Днём она отвратительно вела себя на пересдаче – она не знала дату Октябрьской революции (юбилей отмечали же как раз на днях, идиотка), а когда Зенкевич возмутился по этому поводу, она стала ныть, что к его предмету это отношения не имеет. Имеет – и наипрямейшее, настаивал преподаватель литературы Зенкевич.

Он сидел в полумраке недавно снятой квартиры, в которой почти не было мебели. Свет горел только в коридоре, так что комната была освещена лишь частично. Кудрявые волосы, бороду и очки профессора из мглы выхватывал свет дисплея ноутбука.

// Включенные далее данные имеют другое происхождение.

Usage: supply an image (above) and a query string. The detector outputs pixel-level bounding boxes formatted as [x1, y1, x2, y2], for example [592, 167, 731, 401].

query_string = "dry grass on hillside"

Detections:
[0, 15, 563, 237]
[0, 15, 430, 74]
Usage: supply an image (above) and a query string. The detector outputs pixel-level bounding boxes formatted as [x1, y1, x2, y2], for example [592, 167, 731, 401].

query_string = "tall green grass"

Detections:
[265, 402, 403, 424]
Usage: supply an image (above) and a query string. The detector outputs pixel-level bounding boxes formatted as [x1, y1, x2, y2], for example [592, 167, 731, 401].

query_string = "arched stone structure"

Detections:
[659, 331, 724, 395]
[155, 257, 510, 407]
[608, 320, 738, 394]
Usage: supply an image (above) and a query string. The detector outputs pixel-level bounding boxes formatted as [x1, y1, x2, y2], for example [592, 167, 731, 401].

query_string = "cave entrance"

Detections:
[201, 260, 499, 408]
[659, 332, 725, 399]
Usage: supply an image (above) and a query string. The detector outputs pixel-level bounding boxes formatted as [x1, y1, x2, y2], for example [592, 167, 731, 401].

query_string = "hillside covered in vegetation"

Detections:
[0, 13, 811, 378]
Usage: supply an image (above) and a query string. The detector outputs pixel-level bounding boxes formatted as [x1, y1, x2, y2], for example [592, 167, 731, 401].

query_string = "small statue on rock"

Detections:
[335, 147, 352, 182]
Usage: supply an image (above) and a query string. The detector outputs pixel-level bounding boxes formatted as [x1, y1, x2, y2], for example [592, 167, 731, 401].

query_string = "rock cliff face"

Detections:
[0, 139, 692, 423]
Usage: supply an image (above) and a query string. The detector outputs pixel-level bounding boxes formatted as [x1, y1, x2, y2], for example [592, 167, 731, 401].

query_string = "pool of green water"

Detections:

Зенкевич подумал, что, может быть, зря так взъелся на девушку. Ну, переволновалась, ну, забыла пару фактов. Скоро зимняя сессия, так что застарелые пересдачи приносят, наверняка, куда больше нервов (точно Зенкевич сказать не мог: сам никогда и ничего так долго не пересдавал). А так – нормальная, наверно, девушка, и к тому же симпатичная. Всё при ней, вот только с литературой нелады.

Но с каждой следующей фотографией его лицо становилось всё более хмурым. Судя по всему, девушку интересовали преимущественно накачанные татуированные мужчины, безвкусные кепки, тонкие шпильки и автопортреты со случайно подвернувшимися третьесортными знаменитостями. Это был самый мерзкий тип молодых людей, с которыми Зенкевичу приходилось иметь дело. И с каждым годом численность этого типа трагически нарастала.

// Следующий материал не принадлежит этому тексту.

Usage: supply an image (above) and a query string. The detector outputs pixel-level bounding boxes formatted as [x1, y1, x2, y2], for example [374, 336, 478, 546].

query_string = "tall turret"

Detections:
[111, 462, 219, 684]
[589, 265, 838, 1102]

Зенкевич с отвращением захлопнул её страничку. Потом заварил чаю, прикурил сигарету и сказал себе: «Но всё-таки долго мурыжить её не буду».

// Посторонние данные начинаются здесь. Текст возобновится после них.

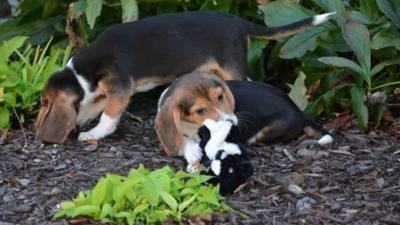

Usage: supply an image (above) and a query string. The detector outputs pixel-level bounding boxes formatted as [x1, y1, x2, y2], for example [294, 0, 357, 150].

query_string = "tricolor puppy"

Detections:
[198, 119, 254, 195]
[155, 72, 332, 170]
[36, 12, 332, 143]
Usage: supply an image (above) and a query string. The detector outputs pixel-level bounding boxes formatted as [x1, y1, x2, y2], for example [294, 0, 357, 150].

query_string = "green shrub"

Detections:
[0, 36, 71, 128]
[261, 0, 400, 129]
[55, 165, 232, 225]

Гастарбайтер Фёдор (а в сущности вполне себе Фархад) обновлял кухонную плитку в квартире, которую снимал рафинированный университетский профессор. Фархад был доволен этим подрядом, и планировал справиться за два дня, но уже первым утром, встретившись в подъезде с профессором, он почувствовал к нему резкую неприязнь или даже отвращение.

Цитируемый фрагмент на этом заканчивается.